RCL: Genesis 17:1-7, 15-16; Psalm 22:22-30; Romans 4:13-25; Mark 8:31-38

Genesis 17:1-7, 15-16

In our passage, we witness another in a long history of exchanges between God and Abram. Abram listens, receptive and humble as God makes his everlasting covenant. The covenant is a promise that he and Sarai, heretofore childless, will be the forerunners of multitudes – of kings and of nations. This is a spectacular promise, given that Sarai and Abram are way beyond childbearing years. God gives Abram and Sarai new names, signifying their new role as the progenitors of multitudes with Yahweh as their God.

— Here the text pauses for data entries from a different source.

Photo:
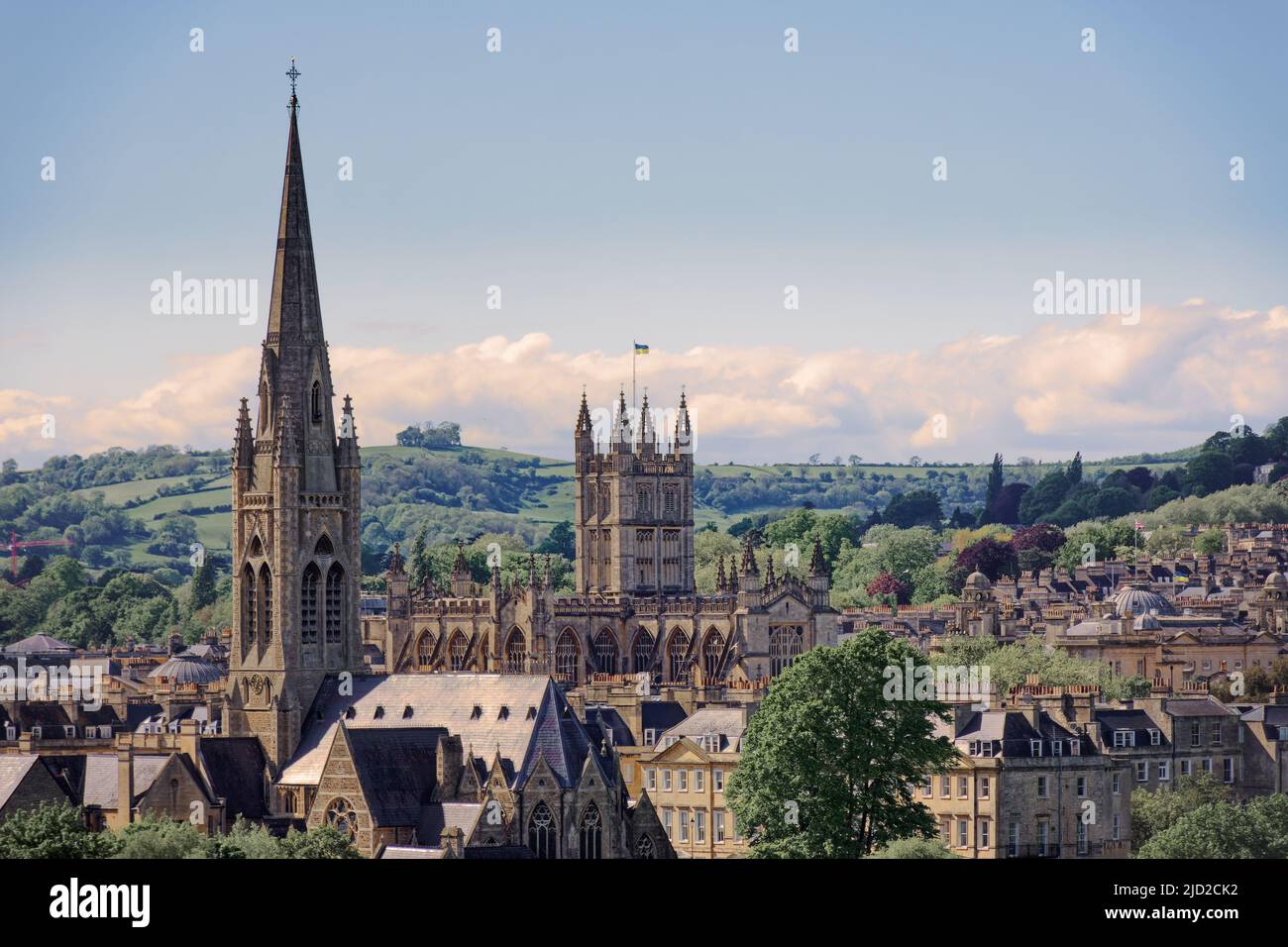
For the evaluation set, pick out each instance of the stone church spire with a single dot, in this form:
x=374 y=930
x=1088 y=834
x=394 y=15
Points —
x=295 y=364
x=295 y=505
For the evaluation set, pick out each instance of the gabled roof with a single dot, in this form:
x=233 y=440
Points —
x=13 y=771
x=101 y=777
x=397 y=770
x=236 y=767
x=513 y=714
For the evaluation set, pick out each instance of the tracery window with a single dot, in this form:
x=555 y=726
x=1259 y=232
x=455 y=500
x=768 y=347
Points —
x=642 y=654
x=541 y=831
x=567 y=655
x=711 y=651
x=605 y=652
x=456 y=651
x=309 y=603
x=591 y=832
x=425 y=651
x=342 y=814
x=785 y=647
x=266 y=600
x=515 y=652
x=675 y=655
x=334 y=602
x=249 y=604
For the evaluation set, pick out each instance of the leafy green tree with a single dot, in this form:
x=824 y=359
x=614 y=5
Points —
x=914 y=508
x=1155 y=812
x=828 y=764
x=992 y=491
x=561 y=541
x=323 y=841
x=1225 y=830
x=913 y=848
x=52 y=831
x=1210 y=541
x=156 y=836
x=202 y=585
x=1210 y=472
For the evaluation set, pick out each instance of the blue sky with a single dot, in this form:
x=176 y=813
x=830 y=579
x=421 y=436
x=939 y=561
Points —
x=516 y=169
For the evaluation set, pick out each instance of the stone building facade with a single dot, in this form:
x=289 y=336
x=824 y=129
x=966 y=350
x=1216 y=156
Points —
x=635 y=611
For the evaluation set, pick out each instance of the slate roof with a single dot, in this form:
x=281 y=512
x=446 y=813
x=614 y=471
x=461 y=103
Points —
x=101 y=777
x=235 y=767
x=397 y=771
x=38 y=644
x=1207 y=706
x=728 y=723
x=13 y=770
x=537 y=719
x=438 y=815
x=661 y=715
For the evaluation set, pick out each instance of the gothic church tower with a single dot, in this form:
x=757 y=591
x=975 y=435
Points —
x=634 y=505
x=296 y=554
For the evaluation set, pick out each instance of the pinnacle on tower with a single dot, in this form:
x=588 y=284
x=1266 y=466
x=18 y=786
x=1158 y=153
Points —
x=584 y=427
x=244 y=442
x=683 y=428
x=816 y=567
x=748 y=558
x=647 y=434
x=395 y=562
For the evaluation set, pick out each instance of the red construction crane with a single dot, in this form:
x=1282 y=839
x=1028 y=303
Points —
x=14 y=545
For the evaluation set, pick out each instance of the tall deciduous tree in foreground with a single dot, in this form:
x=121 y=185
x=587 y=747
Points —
x=829 y=764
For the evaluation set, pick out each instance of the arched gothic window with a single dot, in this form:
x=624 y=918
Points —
x=711 y=651
x=425 y=651
x=334 y=602
x=456 y=650
x=591 y=832
x=605 y=652
x=309 y=603
x=248 y=605
x=642 y=655
x=567 y=655
x=515 y=652
x=342 y=814
x=675 y=651
x=266 y=602
x=541 y=832
x=785 y=647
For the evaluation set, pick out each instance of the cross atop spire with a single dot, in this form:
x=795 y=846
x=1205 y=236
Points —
x=292 y=73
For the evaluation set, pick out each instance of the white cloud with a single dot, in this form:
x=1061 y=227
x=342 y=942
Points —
x=1099 y=386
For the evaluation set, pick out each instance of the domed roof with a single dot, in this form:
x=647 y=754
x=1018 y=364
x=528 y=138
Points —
x=1146 y=622
x=188 y=669
x=1138 y=598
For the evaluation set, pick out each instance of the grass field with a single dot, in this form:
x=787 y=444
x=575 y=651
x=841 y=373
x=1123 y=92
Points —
x=554 y=502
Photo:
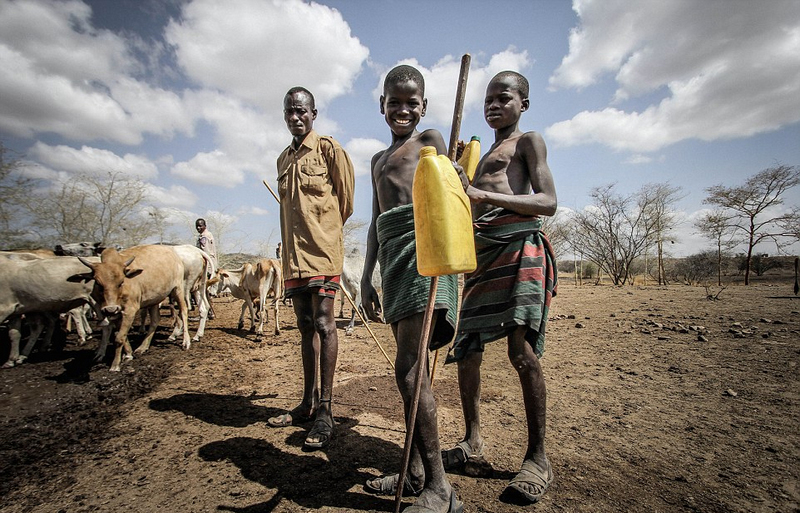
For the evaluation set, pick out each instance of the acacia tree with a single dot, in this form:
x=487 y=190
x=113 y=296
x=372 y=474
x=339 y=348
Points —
x=716 y=226
x=753 y=211
x=108 y=209
x=614 y=230
x=14 y=188
x=657 y=201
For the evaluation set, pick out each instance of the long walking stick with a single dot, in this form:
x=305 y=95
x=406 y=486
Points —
x=352 y=303
x=426 y=324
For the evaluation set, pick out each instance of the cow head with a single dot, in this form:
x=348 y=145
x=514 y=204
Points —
x=111 y=277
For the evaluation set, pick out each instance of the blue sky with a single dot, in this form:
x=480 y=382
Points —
x=188 y=95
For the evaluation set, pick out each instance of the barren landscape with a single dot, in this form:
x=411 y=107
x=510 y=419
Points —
x=659 y=400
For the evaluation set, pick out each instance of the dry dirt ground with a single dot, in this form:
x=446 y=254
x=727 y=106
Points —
x=659 y=400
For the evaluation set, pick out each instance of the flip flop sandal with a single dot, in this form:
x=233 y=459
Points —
x=456 y=506
x=462 y=458
x=387 y=485
x=290 y=418
x=322 y=430
x=531 y=482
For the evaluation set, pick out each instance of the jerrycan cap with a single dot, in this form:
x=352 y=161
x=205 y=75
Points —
x=427 y=151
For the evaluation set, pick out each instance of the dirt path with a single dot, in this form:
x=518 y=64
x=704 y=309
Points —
x=643 y=415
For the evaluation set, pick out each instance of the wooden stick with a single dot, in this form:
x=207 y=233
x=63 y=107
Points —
x=272 y=192
x=452 y=150
x=352 y=303
x=358 y=312
x=422 y=357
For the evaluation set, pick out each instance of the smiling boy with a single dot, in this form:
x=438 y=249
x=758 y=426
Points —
x=315 y=184
x=391 y=241
x=509 y=293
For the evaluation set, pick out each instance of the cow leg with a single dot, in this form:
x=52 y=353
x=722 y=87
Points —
x=180 y=297
x=49 y=320
x=155 y=318
x=122 y=342
x=277 y=324
x=105 y=337
x=14 y=334
x=201 y=299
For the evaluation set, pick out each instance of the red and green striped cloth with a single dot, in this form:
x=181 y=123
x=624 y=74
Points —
x=512 y=286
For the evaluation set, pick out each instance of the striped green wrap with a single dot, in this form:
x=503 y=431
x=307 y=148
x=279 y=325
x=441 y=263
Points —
x=405 y=292
x=512 y=286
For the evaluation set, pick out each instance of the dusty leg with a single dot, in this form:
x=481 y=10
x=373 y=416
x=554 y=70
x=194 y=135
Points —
x=469 y=387
x=436 y=490
x=534 y=393
x=324 y=326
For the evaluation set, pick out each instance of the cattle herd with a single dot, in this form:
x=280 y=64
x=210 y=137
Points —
x=113 y=286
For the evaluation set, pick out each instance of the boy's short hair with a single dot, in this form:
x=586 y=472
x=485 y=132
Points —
x=301 y=89
x=520 y=82
x=404 y=73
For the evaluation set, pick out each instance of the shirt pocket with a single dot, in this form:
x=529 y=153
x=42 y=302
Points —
x=283 y=183
x=314 y=178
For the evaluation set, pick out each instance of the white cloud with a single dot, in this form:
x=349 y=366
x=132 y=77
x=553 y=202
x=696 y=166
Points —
x=213 y=168
x=62 y=75
x=638 y=159
x=253 y=211
x=90 y=160
x=277 y=45
x=728 y=69
x=441 y=81
x=361 y=152
x=176 y=196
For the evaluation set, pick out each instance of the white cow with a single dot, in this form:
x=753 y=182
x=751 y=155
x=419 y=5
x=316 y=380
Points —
x=136 y=278
x=40 y=286
x=255 y=281
x=351 y=282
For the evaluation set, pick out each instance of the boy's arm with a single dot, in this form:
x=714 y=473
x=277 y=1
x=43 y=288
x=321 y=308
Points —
x=369 y=296
x=543 y=201
x=340 y=168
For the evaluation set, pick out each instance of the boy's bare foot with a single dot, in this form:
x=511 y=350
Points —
x=463 y=458
x=530 y=484
x=298 y=415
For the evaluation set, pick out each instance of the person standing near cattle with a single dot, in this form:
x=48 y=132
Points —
x=315 y=184
x=391 y=240
x=205 y=241
x=509 y=293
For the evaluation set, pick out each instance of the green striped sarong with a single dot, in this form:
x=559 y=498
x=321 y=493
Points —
x=405 y=292
x=512 y=285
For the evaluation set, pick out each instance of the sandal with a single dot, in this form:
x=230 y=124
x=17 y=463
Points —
x=290 y=418
x=531 y=482
x=322 y=431
x=387 y=485
x=462 y=458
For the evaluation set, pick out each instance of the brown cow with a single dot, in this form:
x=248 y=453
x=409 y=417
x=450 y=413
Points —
x=136 y=278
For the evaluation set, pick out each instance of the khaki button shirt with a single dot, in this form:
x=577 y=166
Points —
x=315 y=184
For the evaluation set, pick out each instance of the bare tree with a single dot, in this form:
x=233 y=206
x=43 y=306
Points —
x=557 y=228
x=107 y=209
x=716 y=226
x=657 y=201
x=753 y=211
x=614 y=230
x=14 y=188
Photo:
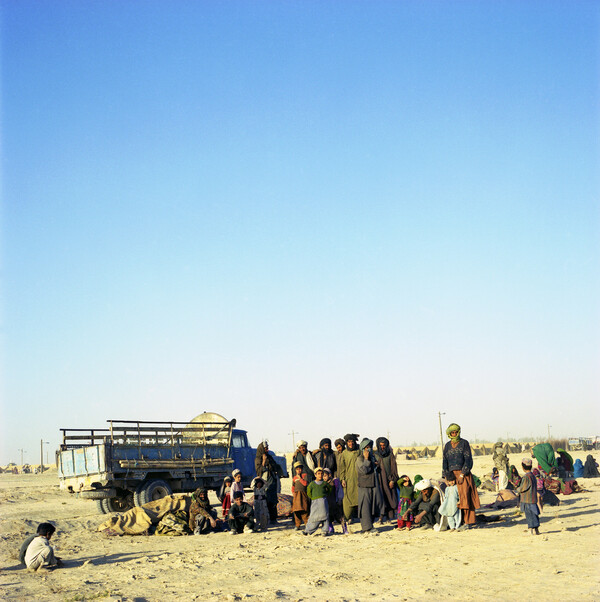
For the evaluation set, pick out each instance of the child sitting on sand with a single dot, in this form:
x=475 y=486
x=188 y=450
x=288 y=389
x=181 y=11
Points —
x=449 y=506
x=406 y=493
x=334 y=501
x=39 y=553
x=241 y=515
x=261 y=510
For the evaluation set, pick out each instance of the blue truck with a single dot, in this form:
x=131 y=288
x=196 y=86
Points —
x=131 y=463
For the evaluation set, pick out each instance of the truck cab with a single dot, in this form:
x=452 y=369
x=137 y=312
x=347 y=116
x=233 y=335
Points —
x=244 y=456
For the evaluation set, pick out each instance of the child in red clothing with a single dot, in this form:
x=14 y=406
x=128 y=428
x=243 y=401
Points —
x=225 y=496
x=405 y=499
x=300 y=503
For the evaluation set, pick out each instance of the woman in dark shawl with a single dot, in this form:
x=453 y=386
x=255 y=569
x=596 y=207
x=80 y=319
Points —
x=425 y=508
x=515 y=477
x=590 y=468
x=340 y=446
x=202 y=518
x=544 y=454
x=324 y=456
x=565 y=462
x=459 y=460
x=269 y=471
x=387 y=475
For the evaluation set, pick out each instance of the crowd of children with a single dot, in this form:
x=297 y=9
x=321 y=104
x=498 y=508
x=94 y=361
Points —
x=336 y=487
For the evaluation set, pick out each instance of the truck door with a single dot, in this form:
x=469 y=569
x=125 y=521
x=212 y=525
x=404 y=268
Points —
x=243 y=456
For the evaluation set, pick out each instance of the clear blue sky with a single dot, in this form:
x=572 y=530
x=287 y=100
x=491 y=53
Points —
x=312 y=216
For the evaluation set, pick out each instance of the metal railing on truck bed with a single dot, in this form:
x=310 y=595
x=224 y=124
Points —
x=142 y=433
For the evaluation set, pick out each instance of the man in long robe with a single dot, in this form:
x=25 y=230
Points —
x=307 y=460
x=340 y=446
x=367 y=483
x=348 y=475
x=270 y=472
x=501 y=463
x=388 y=477
x=324 y=456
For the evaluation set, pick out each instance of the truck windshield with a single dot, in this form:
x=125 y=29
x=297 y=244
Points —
x=238 y=440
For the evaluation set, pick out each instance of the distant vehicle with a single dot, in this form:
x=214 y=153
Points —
x=135 y=462
x=577 y=443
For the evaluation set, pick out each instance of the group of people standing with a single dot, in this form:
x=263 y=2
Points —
x=359 y=480
x=363 y=482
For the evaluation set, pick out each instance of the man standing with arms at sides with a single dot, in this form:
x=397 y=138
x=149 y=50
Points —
x=348 y=475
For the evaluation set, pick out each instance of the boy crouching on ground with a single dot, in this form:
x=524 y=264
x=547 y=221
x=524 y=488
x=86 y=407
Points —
x=241 y=515
x=39 y=553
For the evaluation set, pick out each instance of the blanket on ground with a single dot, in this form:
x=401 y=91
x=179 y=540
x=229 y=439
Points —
x=137 y=520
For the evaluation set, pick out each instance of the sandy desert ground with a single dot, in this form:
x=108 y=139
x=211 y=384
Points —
x=498 y=561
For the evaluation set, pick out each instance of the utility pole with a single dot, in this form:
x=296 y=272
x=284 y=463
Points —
x=42 y=454
x=440 y=414
x=293 y=433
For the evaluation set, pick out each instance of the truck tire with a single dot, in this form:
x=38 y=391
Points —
x=98 y=494
x=117 y=504
x=154 y=490
x=137 y=495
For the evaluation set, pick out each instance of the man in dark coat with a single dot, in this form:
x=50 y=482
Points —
x=324 y=456
x=348 y=475
x=388 y=477
x=270 y=472
x=366 y=481
x=340 y=446
x=307 y=460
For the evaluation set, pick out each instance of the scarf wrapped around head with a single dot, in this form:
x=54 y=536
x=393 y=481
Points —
x=453 y=427
x=200 y=496
x=366 y=442
x=386 y=450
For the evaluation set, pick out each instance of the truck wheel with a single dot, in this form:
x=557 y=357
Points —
x=98 y=494
x=154 y=490
x=137 y=495
x=117 y=504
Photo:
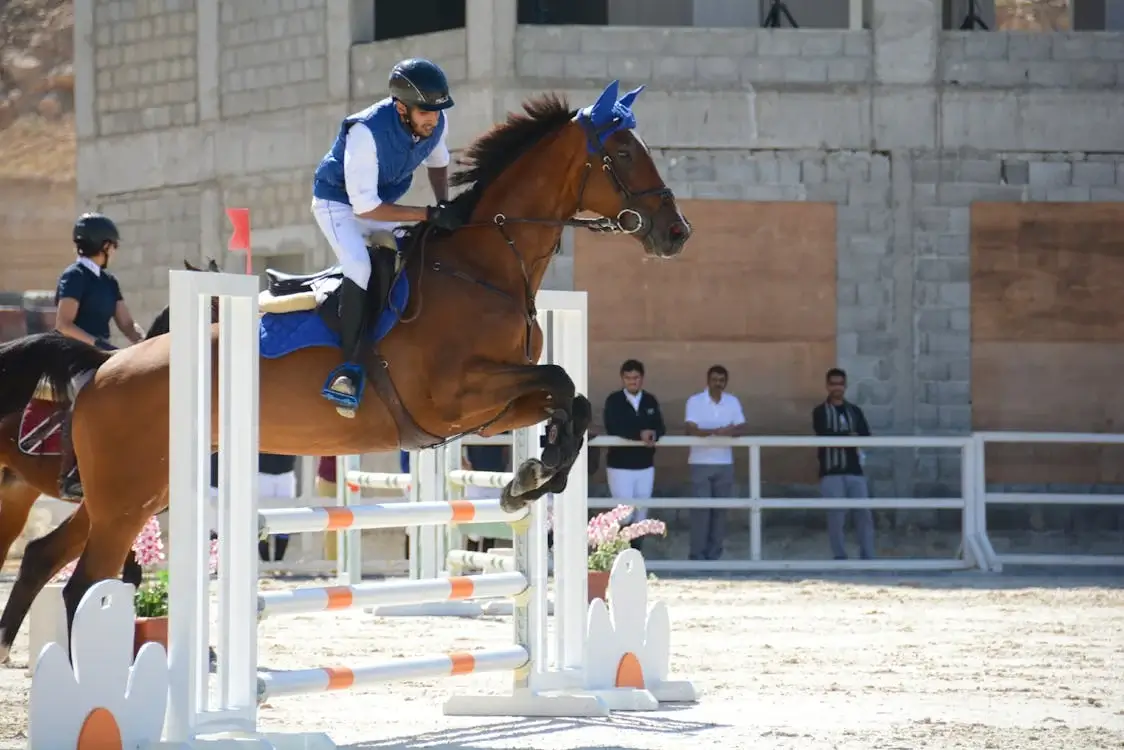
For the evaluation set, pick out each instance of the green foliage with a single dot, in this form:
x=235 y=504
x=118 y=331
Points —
x=601 y=557
x=151 y=599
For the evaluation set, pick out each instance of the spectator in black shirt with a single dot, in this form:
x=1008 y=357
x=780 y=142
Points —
x=634 y=414
x=841 y=468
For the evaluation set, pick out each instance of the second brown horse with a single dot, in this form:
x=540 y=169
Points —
x=461 y=361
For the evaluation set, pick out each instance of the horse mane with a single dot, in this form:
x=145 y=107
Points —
x=495 y=151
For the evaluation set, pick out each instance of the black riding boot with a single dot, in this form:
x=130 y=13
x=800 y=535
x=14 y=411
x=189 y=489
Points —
x=352 y=326
x=70 y=482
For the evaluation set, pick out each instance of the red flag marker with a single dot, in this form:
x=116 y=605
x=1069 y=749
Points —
x=239 y=217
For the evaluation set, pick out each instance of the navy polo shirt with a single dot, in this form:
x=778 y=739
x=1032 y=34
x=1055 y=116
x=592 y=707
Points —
x=97 y=295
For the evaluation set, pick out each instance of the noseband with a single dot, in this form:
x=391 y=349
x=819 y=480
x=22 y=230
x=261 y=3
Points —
x=628 y=220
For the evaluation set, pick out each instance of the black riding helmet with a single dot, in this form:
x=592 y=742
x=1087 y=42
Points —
x=92 y=232
x=420 y=83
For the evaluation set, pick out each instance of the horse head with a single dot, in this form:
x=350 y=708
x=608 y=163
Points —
x=622 y=181
x=211 y=265
x=536 y=171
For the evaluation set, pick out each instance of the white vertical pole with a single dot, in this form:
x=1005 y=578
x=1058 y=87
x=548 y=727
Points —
x=237 y=481
x=570 y=350
x=414 y=542
x=349 y=541
x=454 y=539
x=755 y=496
x=189 y=442
x=190 y=379
x=528 y=616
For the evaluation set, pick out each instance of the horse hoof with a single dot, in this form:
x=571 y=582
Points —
x=510 y=503
x=551 y=457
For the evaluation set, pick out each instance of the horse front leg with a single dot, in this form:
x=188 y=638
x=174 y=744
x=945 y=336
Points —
x=547 y=394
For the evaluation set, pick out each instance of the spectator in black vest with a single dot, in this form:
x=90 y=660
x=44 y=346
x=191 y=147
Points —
x=841 y=468
x=634 y=414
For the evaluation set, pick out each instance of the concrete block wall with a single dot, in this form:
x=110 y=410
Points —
x=1075 y=60
x=680 y=57
x=273 y=55
x=902 y=126
x=191 y=106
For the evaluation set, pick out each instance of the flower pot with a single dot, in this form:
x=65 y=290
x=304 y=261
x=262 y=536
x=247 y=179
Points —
x=150 y=630
x=598 y=585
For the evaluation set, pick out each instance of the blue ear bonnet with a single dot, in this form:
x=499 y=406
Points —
x=608 y=114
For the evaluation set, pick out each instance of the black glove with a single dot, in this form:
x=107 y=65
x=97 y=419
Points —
x=443 y=216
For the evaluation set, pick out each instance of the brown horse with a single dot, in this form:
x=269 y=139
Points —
x=460 y=361
x=25 y=477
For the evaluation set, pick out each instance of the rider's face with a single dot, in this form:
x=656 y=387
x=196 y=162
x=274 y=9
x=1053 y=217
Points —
x=420 y=122
x=107 y=253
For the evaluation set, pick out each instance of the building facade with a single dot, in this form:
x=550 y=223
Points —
x=934 y=210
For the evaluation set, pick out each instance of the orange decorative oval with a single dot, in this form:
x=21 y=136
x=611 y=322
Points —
x=630 y=674
x=99 y=732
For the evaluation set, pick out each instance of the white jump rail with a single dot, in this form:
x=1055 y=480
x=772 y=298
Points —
x=563 y=318
x=537 y=689
x=985 y=498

There are many instances in Abram’s life of going off in his own direction and being influenced by fear or the desires of others. He also has an abiding faith in God and follows God’s direction, even when that direction seems improbable and even impossible. Abram’s faithfulness pales in comparison to God’s generosity and grace.

  • Recall a time when God’s generosity and promises gave you new direction.
  • Our lives can seem small in comparison to the monumental story of Abraham. But God is as generous and faithful to us as to him. How would you describe God’s faithfulness to you today, and your faithfulness to him?
  • In our passage, Abram’s only action is a humble acceptance of God’s promise and direction. How do you respond to God’s direction and promises?

Psalm 22:22-30

Our reading begins halfway through Psalm 22, following bleak moments of despair and death where pleadings and prayers have seemingly gone unanswered. Here is a turning point – an exhortation to praise and glorify the Lord. Why? Because God listens to those who share their pain with him. Because God is indeed with us in all things, even when we can’t sense his presence, even in death. And “us” means everyone, including the poorest and most forsaken among us. All will be heard, remembered, and satisfied throughout all times for those who turn to him. The final verses soar with a promise of deliverance of future generations. Our task is to keep praying, acknowledging that we are in dire need of God’s help and that he is our strength.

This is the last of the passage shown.